Our government’s reaction to the coronavirus pandemic has been ill-coordinated and, in many cases, barely legal or Constitutional.

The labeling of businesses as essential or nonessential throughout the United States is incredibly inconsistent. The various lists differ widely from state to state and from city to city. Why are golf courses open in Davenport, Iowa, but closed just across the Mississippi in Moline, Illinois.

Even if lists were consistent and the general public could understand them, their very existence is contradicted and confronted with the Constitution of the United States of America. Governors who have compiled lists of nonessential jobs rely heavily on the 10th amendment (regarding how powers not explicitly delegated to the federal government are then relegated by default to the states). This reliance is not just a stretch, but an interpretation that contorts its original meaning beyond recognition. If such wanton reading of the Constitution occurred at a federal level, the resulting public outrage would be unparalleled. 

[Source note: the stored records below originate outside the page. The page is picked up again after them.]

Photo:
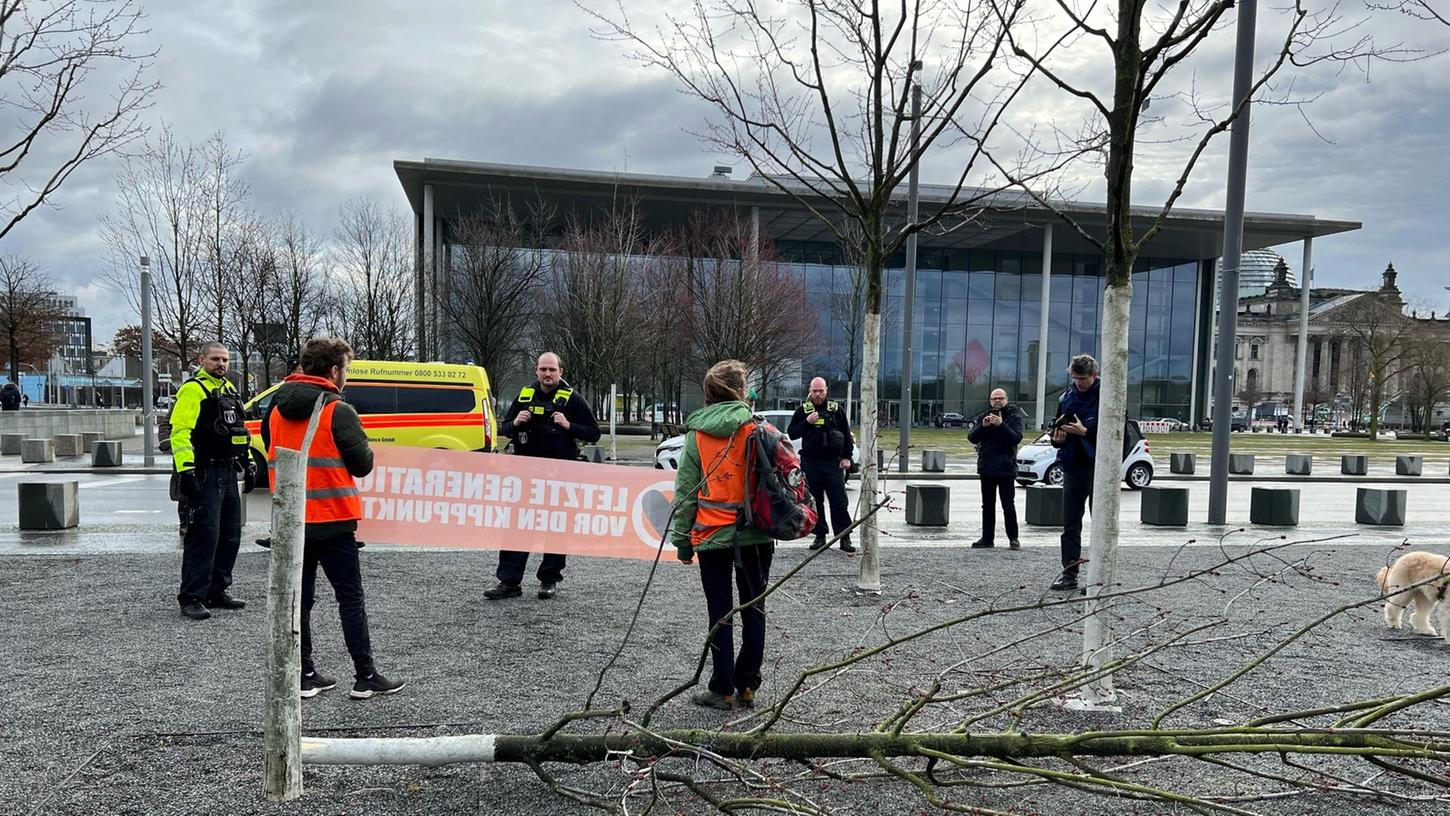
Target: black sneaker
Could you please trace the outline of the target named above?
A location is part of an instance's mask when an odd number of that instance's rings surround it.
[[[222,591],[207,599],[206,606],[212,609],[246,609],[246,601]]]
[[[207,612],[204,606],[199,601],[190,601],[181,604],[181,617],[190,617],[191,620],[206,620],[212,613]]]
[[[513,587],[518,588],[518,587]],[[367,700],[374,694],[397,694],[407,686],[403,680],[389,680],[378,673],[373,673],[367,677],[360,677],[352,683],[352,690],[348,691],[348,697],[354,700]]]
[[[303,699],[316,697],[318,694],[326,691],[328,688],[336,688],[336,686],[338,686],[336,680],[319,671],[309,671],[302,675],[300,694]]]
[[[483,590],[483,597],[486,597],[489,600],[499,600],[499,599],[506,599],[506,597],[519,597],[522,594],[523,594],[523,590],[521,590],[518,584],[505,584],[503,581],[499,581],[497,584],[494,584],[493,588]]]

If the 10th amendment is misunderstood in this case, then likewise, the 5th amendment and others could be utterly disregarded. By barring workers from their jobs, they are deprived of their rights to life, liberty, and property without due process of law. This is an abhorrent restraint which tramples upon not only the Constitution, but also the working man. 

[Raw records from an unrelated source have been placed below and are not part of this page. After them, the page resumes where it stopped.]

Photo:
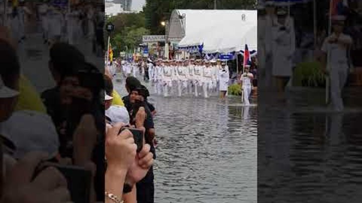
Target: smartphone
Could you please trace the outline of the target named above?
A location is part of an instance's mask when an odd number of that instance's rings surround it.
[[[121,132],[126,129],[129,130],[133,135],[133,139],[134,139],[135,143],[137,146],[136,151],[137,153],[139,153],[142,150],[142,147],[143,147],[143,132],[137,128],[123,127],[121,128],[119,133],[120,133]]]
[[[57,163],[46,161],[38,165],[33,178],[34,179],[42,171],[50,166],[59,170],[66,179],[72,202],[89,203],[92,178],[90,170],[80,166],[60,165]]]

State and local governments need to collaborate to compile new regulations for businesses to gear new regulations towards allowing businesses to stay open while also keeping the infection risk to a minimum. Businesses should be given a chance to survive this economic nightmare instead of being told to watch as they slowly wither and die.


Jessica (No)

Essential jobs exist to promote the production and distribution of goods and services necessary to keep citizens alive, safe, and capable of flourishing, thereby keeping society itself afloat. Some essential jobs are more easily detected than others. The production and distribution of food, medicine and medical attention, utilities, and transportation are a few solid examples.

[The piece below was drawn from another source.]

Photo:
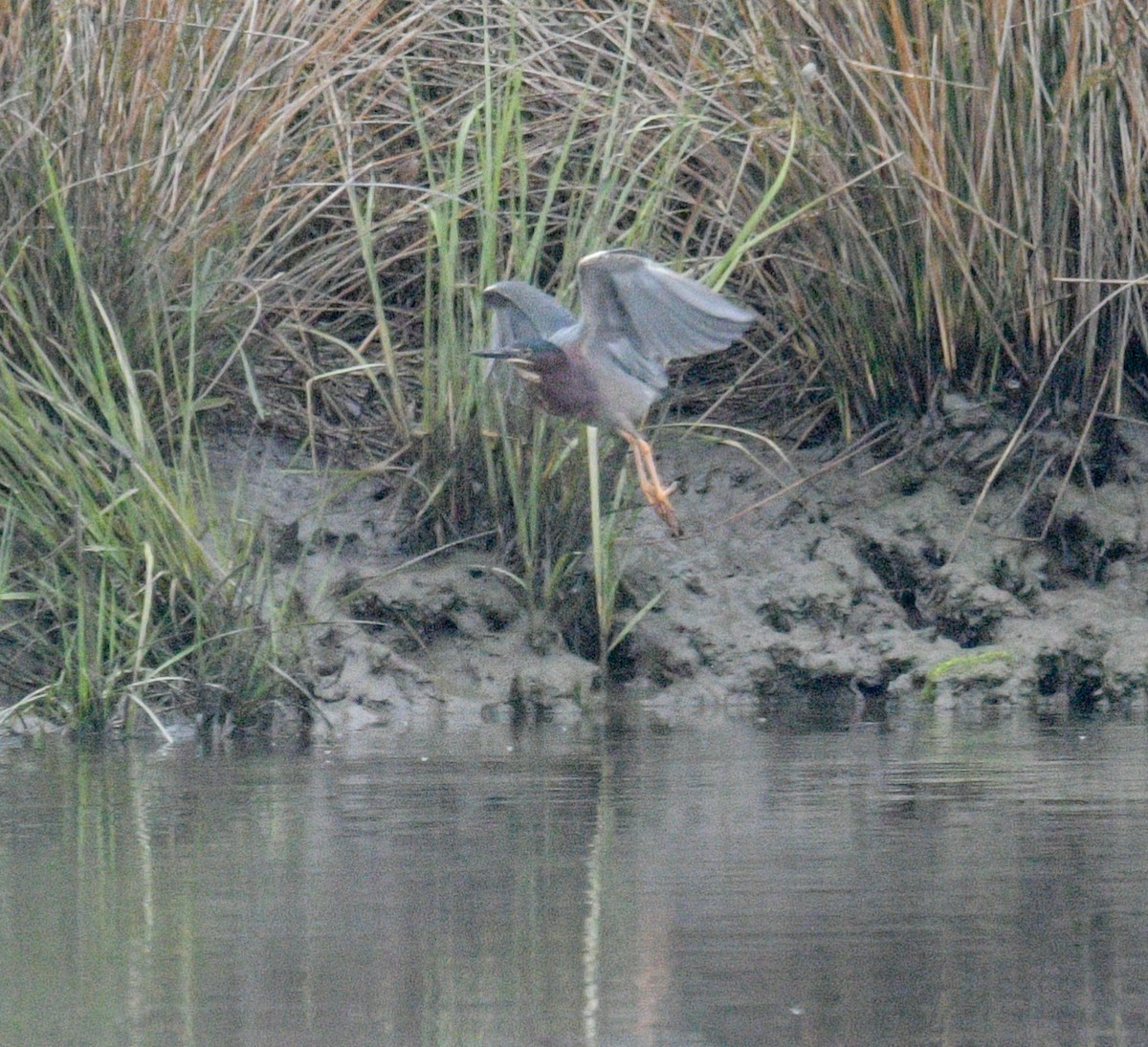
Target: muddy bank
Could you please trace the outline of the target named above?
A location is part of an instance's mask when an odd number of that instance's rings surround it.
[[[267,520],[281,564],[274,599],[295,600],[316,623],[305,682],[335,730],[573,721],[607,683],[668,720],[718,705],[843,726],[918,701],[1141,716],[1148,439],[1106,431],[1091,470],[1077,466],[1063,484],[1072,441],[1041,434],[970,526],[1009,432],[949,395],[831,468],[839,449],[786,464],[660,437],[687,536],[672,541],[652,513],[635,514],[622,620],[662,595],[611,681],[575,653],[579,627],[564,636],[529,620],[489,556],[459,548],[410,564],[397,551],[398,506],[380,484],[292,471],[273,440],[225,440],[217,457]]]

Other jobs are essential for maintaining the current state of society, but are not themselves essential, or necessary, for maximizing the safety and well-being of the citizenry at large. Job loss in a private equity firm or a stock brokerage, for example, is detrimental for the employees affected and the external individuals and businesses with a stake in their operations.

However, these jobs are not essential for keeping society itself afloat and, in many cases, actually thwart the opportunity for widespread human flourishing. Recent studies show that private equity firms, for example, have engaged in questionable practices that eliminate millions of jobs across the country, causing economic instability for everyday people.

Other industries, like coal and oil, are perhaps essential for a modern, capitalist society that needs these resources to maintain its hyper-productivity. However, these industries are not essential for maintaining a functioning society per se – various societies had existed long before these resources were tapped, and others still exist despite them. At the same time, the carbon emissions and pollution these industries disproportionately produce thwart the sustainability efforts of a modern society or those already in poverty. Jobs in these sectors are thus not essential for keeping the majority of the population alive, safe, and capable of flourishing.